Python functions
(1) Another way to define the data frame is to put the data content (multidimensional array) directly into data, and then define columns and index. (Data frame. Columns is a column name,. Index is the row name, and the type that is taken is similar to the tuple, you can use [0],[1] ... Direct removal)
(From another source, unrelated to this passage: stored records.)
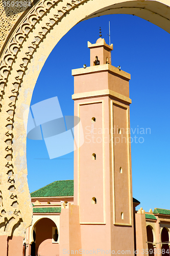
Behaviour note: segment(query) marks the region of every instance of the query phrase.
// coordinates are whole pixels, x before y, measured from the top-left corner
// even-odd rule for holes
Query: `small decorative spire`
[[[100,27],[100,32],[99,32],[99,33],[100,33],[100,34],[99,34],[99,36],[100,36],[100,37],[102,37],[102,32],[101,32],[101,27]]]

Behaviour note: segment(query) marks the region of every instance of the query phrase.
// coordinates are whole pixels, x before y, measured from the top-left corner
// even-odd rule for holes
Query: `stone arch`
[[[0,38],[0,117],[2,124],[0,148],[1,173],[3,174],[1,182],[4,184],[1,188],[0,223],[6,223],[0,228],[0,234],[10,236],[11,226],[20,221],[19,228],[15,234],[23,236],[25,229],[31,223],[32,209],[27,179],[24,127],[28,114],[25,117],[23,115],[30,105],[36,80],[50,52],[78,23],[104,14],[135,15],[170,32],[170,7],[165,0],[159,2],[151,0],[40,0],[22,15],[17,11],[13,19],[10,15],[5,17],[3,7],[0,8],[3,13],[1,22],[8,22],[7,27],[2,30]],[[5,32],[7,28],[7,32]],[[10,223],[8,228],[7,224]]]
[[[46,218],[44,216],[43,218],[40,218],[35,223],[33,230],[36,228],[35,255],[37,254],[46,255],[44,251],[44,244],[45,247],[47,245],[48,249],[52,250],[52,253],[54,246],[59,252],[59,244],[53,244],[52,243],[53,227],[56,227],[58,230],[56,224],[54,220],[47,217]],[[48,251],[48,253],[52,255],[50,251]]]
[[[161,243],[162,243],[162,251],[164,250],[164,255],[169,255],[169,230],[166,227],[164,227],[161,230]]]

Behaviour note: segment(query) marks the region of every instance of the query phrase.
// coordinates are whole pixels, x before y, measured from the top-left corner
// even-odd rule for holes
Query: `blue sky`
[[[37,81],[31,105],[58,96],[63,115],[74,115],[71,69],[82,68],[84,63],[89,66],[87,41],[95,42],[100,27],[102,38],[109,44],[109,20],[113,44],[112,65],[120,65],[131,75],[133,197],[146,211],[155,207],[170,209],[170,35],[166,31],[126,14],[106,15],[79,23],[60,40],[48,56]],[[47,91],[44,90],[45,87]],[[147,128],[150,130],[146,134]],[[145,134],[140,134],[141,131]],[[73,156],[72,153],[50,160],[44,141],[28,139],[30,192],[55,180],[73,179]]]

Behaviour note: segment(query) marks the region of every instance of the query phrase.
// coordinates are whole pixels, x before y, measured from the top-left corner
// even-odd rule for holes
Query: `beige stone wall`
[[[169,3],[40,0],[25,10],[4,8],[1,2],[0,234],[23,236],[31,223],[23,115],[54,47],[78,22],[109,13],[133,14],[169,32]]]

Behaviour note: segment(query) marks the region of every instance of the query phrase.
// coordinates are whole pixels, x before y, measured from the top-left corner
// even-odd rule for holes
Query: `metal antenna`
[[[100,37],[102,37],[102,32],[101,32],[101,27],[100,27],[99,36]]]
[[[109,46],[110,46],[110,22],[109,22]],[[111,65],[111,51],[110,50],[110,64]]]

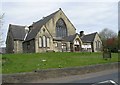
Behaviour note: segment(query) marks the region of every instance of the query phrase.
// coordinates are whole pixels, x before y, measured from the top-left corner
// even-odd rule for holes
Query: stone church
[[[98,33],[76,33],[61,8],[30,26],[10,24],[6,39],[7,53],[99,52],[101,48]]]

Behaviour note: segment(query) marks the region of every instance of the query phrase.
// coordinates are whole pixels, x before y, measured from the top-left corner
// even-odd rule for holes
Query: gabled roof
[[[9,30],[12,32],[13,39],[15,40],[24,40],[26,35],[25,33],[25,26],[20,25],[9,25]]]
[[[64,37],[64,40],[68,41],[68,42],[73,42],[73,40],[75,39],[76,35],[78,35],[78,34],[76,33],[74,35],[69,35],[67,37]]]
[[[84,35],[81,37],[81,40],[82,40],[82,42],[93,42],[96,34],[97,34],[97,32],[91,33],[88,35]]]
[[[58,10],[59,11],[59,10]],[[32,27],[33,29],[31,30],[31,32],[29,32],[29,34],[27,35],[26,37],[26,40],[25,41],[29,41],[31,39],[34,39],[35,36],[37,35],[37,33],[39,32],[40,28],[46,24],[58,11],[44,17],[43,19],[37,21],[37,22],[34,22],[32,24]]]

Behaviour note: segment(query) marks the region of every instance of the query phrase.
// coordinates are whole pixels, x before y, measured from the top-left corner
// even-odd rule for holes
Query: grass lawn
[[[86,66],[118,62],[118,54],[104,60],[102,53],[30,53],[2,55],[2,73],[31,72],[39,69]]]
DF = PD. DataFrame (data=[[34, ' null ', ' Mark '], [[a], ' null ', ' Mark '], [", ' null ', ' Mark ']], columns=[' id ', ' temp ', ' name '], index=[ 1, 2,3])
Print (DF)
Results:
ID Temp Name
1 null Mark
2 null Mark
3 NULL Mark
(2) operate on each column of the data frame
For C in Df.columns:
Print ('--%s--'%c)
Print (Df[c].value_counts ())
Results:
--id--
34 2
22 1
Dtype:int64
--temp--
Null 3
Dtype:int64
--name--
Mark 3
Dtype:int64
Use apply and lambda functions without a simple notation for loops
DF1 = Df.apply (Lambdax:x.value_counts (). T.stack ())
Print (DF1)
Note: The entire data frame apply is the operation of each column,T is transpose,thestack is the entry to remove nan . If you are not counting the number of each value, you are manipulating each value in each column.
Results:
ID 22 1
34 2
Temp NULL 3
Name Mark 3
Dtype:float64
You can also remove a single column and manipulate each value in a single column.
DF2 =df[' id '].apply (lambda x:x+1)
Print (DF2)
Results:
1 35
2 23
3 35
Name:id, Dtype:int64
(3) Conversion of characters to strings
Integer string converted to the corresponding integer:int(' 12 ')
Decimal string converted to corresponding decimal:float(' 12.34 ')
Number converted to string:str(123.45)
ASCII code converted to the corresponding character:CHR(97)
Character converted to the corresponding ASCII code:Ord(' a ')
Note: The ASCII code corresponds to the integer type.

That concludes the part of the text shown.